А я не помню ничего. Ни слова. Ничего.
Потом тоже дело было в Сургуте. Приехали на свадьбу Юрки Жильцова. Ну, и мы, пятеро мужиков ночевали в отдельной квартире однокомнатной: я , Димка Толстых, Юрка и Вадька Жильцовы, Мишка Васильев и Сашка Егоров. Свадьба была хорошая, что и говорить, только после второго дня я ночью встал и вышел. То есть мы спали пятеро мужиков в однокомнатной квартире, я спал с Димкой Толстых на диване. Встал ночью и ушел во тьму. Через полчаса мужики как-то краем сознания поняли, что я ушел во тьму и не вернулся. Они встали, зажгли свет, проверили на кухне, ванной комнате, совмещенной с санузлом, вышли на лестничную площадку, поняли, что дверь на чердак закрыта висячим замком, а на улице минус тридцать. Что, если я сбрендил, то обморожусь по-любому. Но меня не было ни в подъезде, ни на лестнице, ни вокруг дома. Рассудив, что с утра будет судить мудренее, они снова улеглись. Через два часа я, как новый, вышел из темноты и улегся на диван рядом с Димкой. Конечно, мне жаль, что ему было не по себе. Он разбудил остальных. Они смотрели на меня с недоверием и тревогой. Я ничего не помнил. Какая разница, где я был эти два часа?

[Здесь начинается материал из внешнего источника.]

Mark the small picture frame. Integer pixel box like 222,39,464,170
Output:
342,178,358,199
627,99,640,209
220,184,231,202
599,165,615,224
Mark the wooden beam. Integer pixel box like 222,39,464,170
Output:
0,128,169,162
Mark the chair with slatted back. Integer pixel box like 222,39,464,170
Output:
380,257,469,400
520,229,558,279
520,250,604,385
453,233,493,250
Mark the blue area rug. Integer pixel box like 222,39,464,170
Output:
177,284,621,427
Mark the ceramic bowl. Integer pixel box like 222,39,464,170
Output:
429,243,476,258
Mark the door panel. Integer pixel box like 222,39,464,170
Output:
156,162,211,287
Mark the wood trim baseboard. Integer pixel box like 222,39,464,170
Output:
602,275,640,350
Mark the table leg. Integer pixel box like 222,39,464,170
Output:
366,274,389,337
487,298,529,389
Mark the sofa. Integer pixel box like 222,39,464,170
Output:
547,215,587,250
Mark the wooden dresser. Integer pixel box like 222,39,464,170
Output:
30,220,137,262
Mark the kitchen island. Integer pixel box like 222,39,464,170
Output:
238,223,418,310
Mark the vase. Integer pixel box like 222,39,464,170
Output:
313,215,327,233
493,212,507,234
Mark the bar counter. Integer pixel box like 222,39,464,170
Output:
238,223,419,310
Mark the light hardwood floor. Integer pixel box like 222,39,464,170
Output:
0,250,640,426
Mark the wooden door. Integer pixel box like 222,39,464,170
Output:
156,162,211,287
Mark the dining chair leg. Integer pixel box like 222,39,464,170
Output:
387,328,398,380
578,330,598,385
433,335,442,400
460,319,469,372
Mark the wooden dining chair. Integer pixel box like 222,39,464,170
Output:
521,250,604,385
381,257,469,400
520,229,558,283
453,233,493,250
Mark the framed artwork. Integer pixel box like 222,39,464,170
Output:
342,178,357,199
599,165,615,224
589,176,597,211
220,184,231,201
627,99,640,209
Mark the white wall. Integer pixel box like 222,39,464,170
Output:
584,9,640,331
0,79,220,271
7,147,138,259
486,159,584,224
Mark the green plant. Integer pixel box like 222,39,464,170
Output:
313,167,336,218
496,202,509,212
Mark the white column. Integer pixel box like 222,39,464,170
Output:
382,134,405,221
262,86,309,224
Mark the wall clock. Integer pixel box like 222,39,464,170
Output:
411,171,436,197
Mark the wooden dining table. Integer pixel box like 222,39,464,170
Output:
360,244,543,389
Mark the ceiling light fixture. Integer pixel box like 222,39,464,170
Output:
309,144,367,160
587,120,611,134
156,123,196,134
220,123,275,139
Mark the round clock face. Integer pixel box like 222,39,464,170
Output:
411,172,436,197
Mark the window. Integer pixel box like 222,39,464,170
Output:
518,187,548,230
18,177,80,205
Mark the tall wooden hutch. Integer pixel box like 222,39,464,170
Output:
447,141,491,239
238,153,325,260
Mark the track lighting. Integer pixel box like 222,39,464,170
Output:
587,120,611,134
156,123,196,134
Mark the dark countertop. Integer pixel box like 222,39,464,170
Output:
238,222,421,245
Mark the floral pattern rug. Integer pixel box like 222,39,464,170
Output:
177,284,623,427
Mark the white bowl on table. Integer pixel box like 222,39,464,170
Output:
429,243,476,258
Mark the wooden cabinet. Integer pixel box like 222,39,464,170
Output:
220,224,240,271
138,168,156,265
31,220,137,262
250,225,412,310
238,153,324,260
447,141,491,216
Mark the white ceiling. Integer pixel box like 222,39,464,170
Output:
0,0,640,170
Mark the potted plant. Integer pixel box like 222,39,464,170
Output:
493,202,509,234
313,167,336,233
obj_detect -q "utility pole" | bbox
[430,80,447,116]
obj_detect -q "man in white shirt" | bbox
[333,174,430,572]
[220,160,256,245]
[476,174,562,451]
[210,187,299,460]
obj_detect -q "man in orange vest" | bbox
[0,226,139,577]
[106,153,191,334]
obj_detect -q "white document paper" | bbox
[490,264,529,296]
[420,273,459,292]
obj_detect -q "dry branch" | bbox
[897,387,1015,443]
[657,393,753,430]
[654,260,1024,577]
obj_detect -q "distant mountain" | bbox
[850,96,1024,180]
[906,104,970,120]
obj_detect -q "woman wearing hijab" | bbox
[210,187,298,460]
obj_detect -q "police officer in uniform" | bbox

А потом был еще случай злее. Главное, что ничего не помнишь, это, может быть, главное.
Стали у меня коренной зуб рвать, аж об четыре корня, ну я и спрашиваю свою сестру-врача Лену, можно мне по возрасту и состоянию лет получить полный внутривенный наркоз, чтобы стоматологу не мешать, и, главное, чтобы он мне не мешал со своими десятью пальцами во рту, включая четыре пальца медсестры. Она говорит:
- Дерзай, чадо. Наш анестезиолог - твоя подружка Лада, стоматолог - ее муж Андрей, синтетических наркотиков пруд пруди, и на пять минут тебе выберут такой сахар, ты и не заметишь.
Поставила Ладка укол, я сосчитал до тридцати четырех, а потом вижу, передо мной стоят три старика, все священники. Средний - как есть Николай Угодник, только риза на нем уж такая убогая, латаная-перелатаная. И мы с ними тремя все говорим, да все про божественное. Они меня все что-то вразумляют. И тут меня сестра будит, вставай де. Я ей:
- А где эти трое священников, я ведь вот с ними разговаривал?
Она мне:
- Да откуда в больнице священники? Не было никого, ты один в кресле спал. Тебе и зуб за секунду вырвали.
А я еще от беседы не вырвался, я еще весь в ней. Я еще хочу чего-то спрашивать. Душа в возбуждении. Ум не помнит ничего.
Ничего не помню. Ни слова. А вчера еще хуже. Трезвый был. Жена пошла детей купать, возвращается, я, говорит, лежу на диване, навзрыд во всех грехах каюсь Милостивого Бога о прощении молю. Она за ребятишек напугалась, меня трясет, я плачу, она меня будит, чтобы я детей не пугал. А я не помню ничего, только сказал ей:
- Знаешь, как страшно, когда Бог стоит так близко!
А я опять ничего не помню, словно стерли у меня память. Даже эту фразу , которую я ей сказал, она мне напомнила. Ничего не помню. Только после этого случая стал я спать спокойно, как дитя. Словно бы и не сделал ничего. А я столько наделал, что оборачиваясь назад, остается только смеяться.